Project #4: crispy_snake - CRISPR Screen Analysis with Snakemake

GitHub Repo

Practical Objective: Automate the processing and analysis of CRISPR knockout screens, taking raw FASTQ sequencing data to statistical hit identification and visualization.

Learning Objective: Build fluency with workflow management systems to create accessible and scalable bioinformatics pipelines.

Purpose of crispy_snake

CRISPR screens generate large datasets that require multi-step processing: quality control, read trimming, alignment, counting, and statistical modeling. Running these steps manually via shell scripts is error-prone and intimidating to bench scientists.

I built crispy_snake for my lab to enable in-house processing and analysis of CRISPR screens with a human-readable config file and single command. Snakemake scales easily across environments, making it perfect for use on the Yale HPC clusters.

Workflow Architecture

The pipeline is built on Snakemake, which defines the rules of the analysis as a Directed Acyclic Graph (DAG). This offers several advantages over bash scripts:

Dependency Management: Each step runs in an isolated Conda environment. This prevents version conflicts (Python 2.7 for an old tool vs. Python 3.10 for a new one).
Parallelization: Snakemake automatically parallelizes independent jobs (like processing four replicates at once) based on available CPU cores.
Input Validation: The pipeline enforces compatibility at startup. This prevents silent failures common in legacy bioinformatics tools.

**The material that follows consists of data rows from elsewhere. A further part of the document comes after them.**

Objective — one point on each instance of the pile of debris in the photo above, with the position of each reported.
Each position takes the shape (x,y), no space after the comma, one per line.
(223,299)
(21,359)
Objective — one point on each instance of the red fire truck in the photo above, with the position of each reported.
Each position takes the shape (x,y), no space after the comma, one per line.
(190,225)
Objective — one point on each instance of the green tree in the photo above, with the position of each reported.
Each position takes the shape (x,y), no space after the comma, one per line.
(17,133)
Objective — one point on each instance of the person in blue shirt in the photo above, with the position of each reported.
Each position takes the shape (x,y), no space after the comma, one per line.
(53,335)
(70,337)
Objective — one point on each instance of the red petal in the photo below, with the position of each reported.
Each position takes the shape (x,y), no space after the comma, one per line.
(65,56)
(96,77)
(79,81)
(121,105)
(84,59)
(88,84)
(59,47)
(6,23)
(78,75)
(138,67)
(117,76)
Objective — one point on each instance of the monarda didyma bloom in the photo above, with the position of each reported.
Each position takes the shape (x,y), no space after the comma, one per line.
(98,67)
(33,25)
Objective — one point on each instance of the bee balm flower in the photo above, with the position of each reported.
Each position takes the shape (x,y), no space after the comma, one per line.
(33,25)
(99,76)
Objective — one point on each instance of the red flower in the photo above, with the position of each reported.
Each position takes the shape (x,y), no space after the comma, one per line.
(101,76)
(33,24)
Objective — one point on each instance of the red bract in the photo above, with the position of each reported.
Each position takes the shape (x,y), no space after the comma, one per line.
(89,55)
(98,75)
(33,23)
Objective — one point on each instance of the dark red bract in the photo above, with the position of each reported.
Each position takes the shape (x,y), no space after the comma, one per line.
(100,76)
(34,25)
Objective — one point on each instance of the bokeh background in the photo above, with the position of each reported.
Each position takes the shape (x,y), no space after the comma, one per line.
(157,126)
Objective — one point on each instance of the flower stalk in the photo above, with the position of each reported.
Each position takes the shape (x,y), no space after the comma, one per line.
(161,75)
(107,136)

The DAG for crispy_snake CRISPR screen analysis — **Stylized Flowchart:** The directed acyclic graph (DAG) for crispy_snake. Quality analysis is run on sequencing files, guide RNA sequences are matched to the CRISPR screen library, the guide counts are statistically analyzed, and the results are returned with visualizations. Image made with Nano Banana.

Dual Statistical Modeling

Due to inherent variability of biological data and the many-hypotheses nature of screening approaches, custom statistical methods (MAGeCK, DrugZ) are utilized for CRISPR screens. crispy_snake runs both algorithms in parallel:

MAGeCK: Uses a negative binomial model to identify essential genes. It is highly robust to noise/outliers because it relies on consistent guide rankings rather than raw magnitude.
DrugZ: Uses a normalized Z-score approach. It relies on the summed magnitude of fold-change, typically increasing sensitive for detecting gene depletion.

Modernizing DrugZ

The original DrugZ algorithm is written in Python 2 and unavailable on standard package managers, so I refactored the codebase for Python 3/Pandas 2.0.

Crucially, I added native support for non-targeting control (NTC) centering. While whole-genome screens assume the median guide has zero biological effect, targeted libraries often violate this assumption. For example, a DNA damage response (DDR) screen will have a median shifted toward lethality (negative LFC). A tumor-suppressor screen will have a median shifted toward enhanced proliferation (positive LFC).

crispy_snake corrects this bias by centering the distribution on the NTCs, recovering hits that would otherwise be masked by the shifted distribution.

Automated Visualization

In addition to data tables and quality reports, the pipeline automatically generates volcano plots for each comparison defined in the config file (e.g. vehicle vs. treated). It highlights significant hits (FDR < 0.05) in red (enrichment) or blue (depletion), allowing for immediate visual assessment of the screen's results.

Volcano plot showing significant gene hits in red and blue — **Automated Visualization:** A MAGeCK volcano plot generated by crispy_snake. Genes that cause significant resistance upon loss are red while those that cause significant sensitivity upon loss are blue.